True or false? Explain your answer:
If $X_1, ..., X_n\sim U(-1,1)$ are independent, then $$ \frac{1}{n} \sum_{j=1}^n X_j^2$$ is asmyptotic chi-squared distributed.
I try to solve the problem with the central limit theorem or the law of large numbers but i failed..

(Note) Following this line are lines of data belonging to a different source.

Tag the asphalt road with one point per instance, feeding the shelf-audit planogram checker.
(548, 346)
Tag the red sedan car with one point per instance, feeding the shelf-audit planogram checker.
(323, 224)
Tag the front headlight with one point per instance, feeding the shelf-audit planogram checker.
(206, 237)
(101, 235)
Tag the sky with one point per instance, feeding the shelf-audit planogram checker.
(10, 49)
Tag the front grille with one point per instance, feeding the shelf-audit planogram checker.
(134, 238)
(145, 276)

I calculated: $ f_{X_i^2}(x)=\frac{1}{2 \sqrt{x}} 1_{[0,1]} (x) $
$E(X_j^2)= \frac{1}{2} \int_0^1 \frac{x}{x^{-\frac{1}{2}}} dx= 1/3 $
$E([X_j^2]^2)= \frac{1}{2}\int_0^1 \frac{x^2}{x^{-\frac{1}{2}}} dx = 1/5$ $\rightarrow Var(X_j^2)= \frac{1}{5} - (\frac{1}{3})^2= \frac{4}{45}$
So with the CLT:$ \frac{\sum_{j=1}^n X_j^2 - \frac{1}{3} n}{ \sqrt{n} * \frac{4}{45}}= \frac{45}{4} [\frac{1}{\sqrt{n}} \sum_{j=1}^n X_j^2 - \sqrt{n} \frac{1}{3}]$ converge weak to the standard normal distribution.
And on the other hand with the Law of large numbers: $ \frac{1}{n} \sum_{j=1}^n X_j^2 \rightarrow 1/3$ almost surely.